Before they fell in love, they starred in this romance that gives modern viewers a peek at their relationship.
Clark Gable And Carole Lombard
Paramount Pictures
By  · Published on February 13th, 2021

Beyond the Classics is a bi-weekly column in which Emily Kubincanek highlights lesser-known old movies and examines what makes them memorable. In this installment, she highlights the only collaboration between lovebirds Carole Lombard and Clark Gable: No Man of Her Own.


In Hollywood, love that lasts is the exception rather than the common occurrence. Extramarital affairs, secret lovers, and rocky relationships are what we’ve grown accustomed to with stars, especially when looking back at Hollywood’s early players. The Hollywood relationships that didn’t end in divorce, heartbreak, deceit, or all of the above, stand out as true love stories for the ages.

Carole Lombard and Clark Gable‘s short, yet devoted relationship is one everyone remembers as one of Hollywood’s greatest and most tragic loves. While we can revisit a lot of the classics they made separately, the only movie they made together gives a picture-perfect look at their talent and their chemistry. 1932’s No Man of Her Own rarely enters the conversation of Lombard or Gable’s best films, but it shows how well they worked together before they fell in love.

No Man of Her Own originates from Val Lewton’s novel No Bed of Her Own but ended up adopting more from a story called “Here is My Heart” when the Hays Office warned Paramount that the book did not meet their censor standards. Rightfully so, considering Lewton’s novel is a lurid, pulp-noir about a woman who loses her job and finds herself homeless in a big, vile city.

No Man of Her Own instead shows the meeting of con man Babe Stewart (Gable) and smart-mouthed librarian Connie Randall (Lombard) when Babe flees from New York City cops and lands in her hometown of Glendale. Babe is the callused playboy we’ve seen Gable play several times over in his career, but he sees something different in Connie. She’s fed up with her boring small-town life and is determined to wrangle Babe into a relationship that pulls her out of Glendale.

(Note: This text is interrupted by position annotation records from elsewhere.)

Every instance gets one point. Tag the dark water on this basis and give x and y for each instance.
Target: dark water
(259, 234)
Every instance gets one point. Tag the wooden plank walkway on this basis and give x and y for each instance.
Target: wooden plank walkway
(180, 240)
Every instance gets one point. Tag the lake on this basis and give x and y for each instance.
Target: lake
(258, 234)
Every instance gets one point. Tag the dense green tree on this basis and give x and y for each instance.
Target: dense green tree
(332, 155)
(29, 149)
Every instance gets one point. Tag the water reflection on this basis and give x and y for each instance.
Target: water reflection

Connie isn’t like the other women Babe has used and then cast aside when he’s done. She knows that playing hard to get and making herself a prize Babe needs to win over is the way to his heart. This makes for some solid comedy and truly steamy scenes between the two of them.

These scenes feature some of the best on-screen flirting available at the time. Despite Paramount’s promises to the Hays Office that the film would be sanitized of the vulgarity in Lewton’s original novel, the final product has plenty of quintessential pre-Code scenes that are lacking in much clothing and subtlety when referencing sex.

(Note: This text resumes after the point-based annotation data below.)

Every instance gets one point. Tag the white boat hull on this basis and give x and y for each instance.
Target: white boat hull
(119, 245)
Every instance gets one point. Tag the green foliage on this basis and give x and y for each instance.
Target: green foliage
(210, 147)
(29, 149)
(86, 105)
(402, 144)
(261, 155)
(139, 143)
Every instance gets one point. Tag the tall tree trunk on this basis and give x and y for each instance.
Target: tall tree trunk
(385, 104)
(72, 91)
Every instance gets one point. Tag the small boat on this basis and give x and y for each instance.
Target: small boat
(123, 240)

Babe eventually agrees to marry Connie and brings her to New York with him, but he continues to try to shield her from his criminal ways. From here, the movie sinks into a melodramatic plot that truly cannot be explained, but the important fact is that Babe and Connie naturally return to each other in the end.

At the time of filming No Man of Her Own, both Gable and Lombard were well on their way to stardom, but neither had made the classics we often look back on today. For Gable, Mutiny on the Bounty, It Happened One Night, and Gone With the Wind came in the years after 1932.

Lombard was just beginning to flex her comedic chops but was still very much one of Paramount’s greener actresses. Her true comedic gems like My Man Godfrey, 20th Century, and of course, To Be or Not to Be happened after Lombard showed Paramount and critics alike that she was a hilarious force to be reckoned with.

Lombard and Gable’s pairing in No Man of Her Own was really a case of happenstance rather than a collaboration bound to happen. Marion Davies is who we have to thank for this movie. She got whatever she wanted at her studio, MGM, in the early 1930s, partly thanks to the leverage her long-term relationship with newspaper mogul William Randolph Hearst had over studio head Louis B. Mayer.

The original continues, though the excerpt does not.